Il ne disait pas dix paroles de la soirée. Sa grande face blonde
enfoncée entre ses épaules de colosse, il s'attendrissait à la voir
verser de la tisane dans une tasse, remuer le sucre sans faire de bruit
avec la cuiller. Lorsqu'elle bordait le lit et qu'elle encourageait
Coupeau d'une voix douce, il restait tout secoué. Jamais il n'avait
rencontré une aussi brave femme. Ça ne lui allait même pas mal de
boiter, car elle en avait plus de mérite encore à se décarcasser tout
le long de la journée auprès de son mari. On ne pouvait pas dire, elle
ne s'asseyait pas un quart d'heure, le temps de manger.

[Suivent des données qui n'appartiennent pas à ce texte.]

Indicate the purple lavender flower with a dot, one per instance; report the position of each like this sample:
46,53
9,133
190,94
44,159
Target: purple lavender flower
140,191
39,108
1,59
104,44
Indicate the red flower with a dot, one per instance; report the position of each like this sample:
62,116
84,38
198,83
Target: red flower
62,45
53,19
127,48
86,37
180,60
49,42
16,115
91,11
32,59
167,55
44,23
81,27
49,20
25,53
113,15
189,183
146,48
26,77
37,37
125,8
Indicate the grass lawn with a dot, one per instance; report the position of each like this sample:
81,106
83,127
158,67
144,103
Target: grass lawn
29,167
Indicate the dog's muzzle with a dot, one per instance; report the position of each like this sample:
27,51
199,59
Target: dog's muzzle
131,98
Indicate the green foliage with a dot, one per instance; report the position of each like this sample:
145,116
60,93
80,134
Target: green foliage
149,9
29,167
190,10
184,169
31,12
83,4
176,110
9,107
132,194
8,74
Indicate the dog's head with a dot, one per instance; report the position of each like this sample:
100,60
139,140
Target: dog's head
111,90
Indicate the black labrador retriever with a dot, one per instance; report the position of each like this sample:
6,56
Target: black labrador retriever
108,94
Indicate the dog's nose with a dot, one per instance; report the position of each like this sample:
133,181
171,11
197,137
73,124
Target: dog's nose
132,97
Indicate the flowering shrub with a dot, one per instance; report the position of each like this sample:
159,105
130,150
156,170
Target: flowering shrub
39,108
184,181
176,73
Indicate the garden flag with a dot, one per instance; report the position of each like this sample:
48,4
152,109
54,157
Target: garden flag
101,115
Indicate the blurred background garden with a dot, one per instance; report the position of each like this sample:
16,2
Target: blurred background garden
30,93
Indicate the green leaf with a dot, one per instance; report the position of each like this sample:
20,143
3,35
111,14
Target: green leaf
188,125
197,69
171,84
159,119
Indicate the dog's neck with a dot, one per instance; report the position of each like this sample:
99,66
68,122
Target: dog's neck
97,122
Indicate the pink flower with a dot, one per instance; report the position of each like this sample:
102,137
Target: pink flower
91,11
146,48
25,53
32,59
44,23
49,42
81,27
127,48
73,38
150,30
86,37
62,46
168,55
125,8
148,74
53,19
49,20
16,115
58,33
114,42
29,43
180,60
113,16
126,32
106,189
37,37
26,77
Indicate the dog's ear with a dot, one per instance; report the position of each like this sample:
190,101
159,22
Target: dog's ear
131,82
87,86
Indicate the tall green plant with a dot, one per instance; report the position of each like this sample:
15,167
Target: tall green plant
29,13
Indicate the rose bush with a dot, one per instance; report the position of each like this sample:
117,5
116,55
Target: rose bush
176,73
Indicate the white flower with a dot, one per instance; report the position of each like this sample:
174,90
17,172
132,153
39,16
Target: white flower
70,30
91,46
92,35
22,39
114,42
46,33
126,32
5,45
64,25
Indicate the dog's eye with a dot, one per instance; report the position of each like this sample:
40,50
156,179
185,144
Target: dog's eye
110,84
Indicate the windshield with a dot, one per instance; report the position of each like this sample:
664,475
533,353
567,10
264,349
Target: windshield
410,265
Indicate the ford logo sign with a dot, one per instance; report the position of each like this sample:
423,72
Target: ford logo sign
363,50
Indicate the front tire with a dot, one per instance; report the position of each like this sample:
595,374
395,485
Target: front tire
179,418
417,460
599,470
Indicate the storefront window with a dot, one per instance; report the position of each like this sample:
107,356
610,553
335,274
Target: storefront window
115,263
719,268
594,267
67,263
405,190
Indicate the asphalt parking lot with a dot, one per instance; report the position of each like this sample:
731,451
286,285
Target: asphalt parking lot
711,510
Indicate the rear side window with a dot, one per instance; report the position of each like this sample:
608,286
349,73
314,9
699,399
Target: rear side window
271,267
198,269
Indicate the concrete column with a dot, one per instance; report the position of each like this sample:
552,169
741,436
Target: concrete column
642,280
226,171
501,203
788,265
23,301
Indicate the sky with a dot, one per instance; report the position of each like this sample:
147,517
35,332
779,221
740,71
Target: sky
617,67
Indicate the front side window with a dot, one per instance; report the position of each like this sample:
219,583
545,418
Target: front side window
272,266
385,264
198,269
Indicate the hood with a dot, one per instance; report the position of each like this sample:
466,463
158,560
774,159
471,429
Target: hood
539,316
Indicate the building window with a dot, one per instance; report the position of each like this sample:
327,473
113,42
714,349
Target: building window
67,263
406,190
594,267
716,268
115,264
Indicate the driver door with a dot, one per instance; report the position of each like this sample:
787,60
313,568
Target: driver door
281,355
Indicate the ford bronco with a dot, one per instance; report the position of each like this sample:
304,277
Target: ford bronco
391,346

Elle courait sans
cesse chez le pharmacien, mettait son nez dans des choses pas propres, se
donnait un mal du tonnerre pour tenir en ordre cette chambre où l'on
faisait tout ; avec ça, pas une plainte, toujours aimable, même les
soirs où elle dormait debout, les yeux ouverts, tant elle était lasse.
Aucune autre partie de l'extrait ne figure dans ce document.